In conjunction with the preventive restructuring regulation, a further amendment to the Insolvency Act has recently been implemented following the adoption of the Directive. This amendment, like those preceding it, favours debtors over creditors.

The Directive requires that honest insolvent or over-indebted entrepreneurs can be able to be fully discharged from their debts incurred in the course of their business after a reasonable period of time that does not exceed three years, thereby allowing them a second chance and a fresh start. Accordingly, the discharge period under Czech law was shortened from five to three years. However, the Czech government has decided to apply this shortened discharge period not only to entrepreneurs, but also to natural persons who are not entrepreneurs and whose debts do not originate from business (ie consumers). As a counterweight to the shortening of the discharge period, debtors are expected to more tightly cooperate with the insolvency courts and the Labour Office, thoroughly report their incomes and strictly comply with the insolvency calendar.

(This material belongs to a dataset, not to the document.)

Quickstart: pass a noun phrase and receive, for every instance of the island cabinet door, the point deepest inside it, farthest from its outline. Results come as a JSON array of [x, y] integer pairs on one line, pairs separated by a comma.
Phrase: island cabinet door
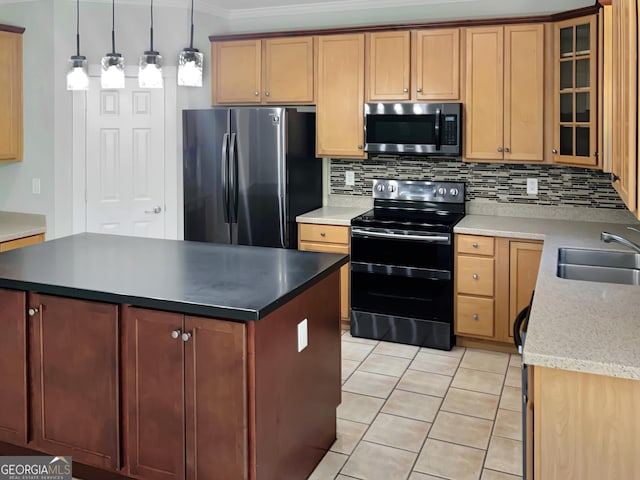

Requirements have also been eased in relation to the conditions for obtaining a full discharge of debt, iecancellation of the outstanding dischargeable debts. In the past, one needed to pay at least 30% of their debts in order to be discharged from the outstanding portion. This requirement was removed by the aforementioned amendment, which, instead, only vaguely states that the necessary level of satisfaction of creditors' claims will be determined by the court, taking into account the debtor's financial circumstances, efforts and cooperation. This means that courts can grant a full discharge of debt after the shortened three-year period has expired even if the rate of satisfaction of the creditors' claims is very low, in fact anything above zero.

These changes were not received well by the expert public, especially in relation to natural persons who are not entrepreneurs as those do not fall under the scope of the Directive. Proponents argue that over-indebted people will get a second chance to get out of the debt trap faster and back into the legal economy. According to critics, though, this shortening of the discharge period in conjunction with the relaxation of other conditions for a full discharge of debt will disproportionately worsen the position of creditors, as the recovery rates will likely be reduced significantly. Many critics view this legal amendment as a significant legitimisation of the failure to meet one's obligations.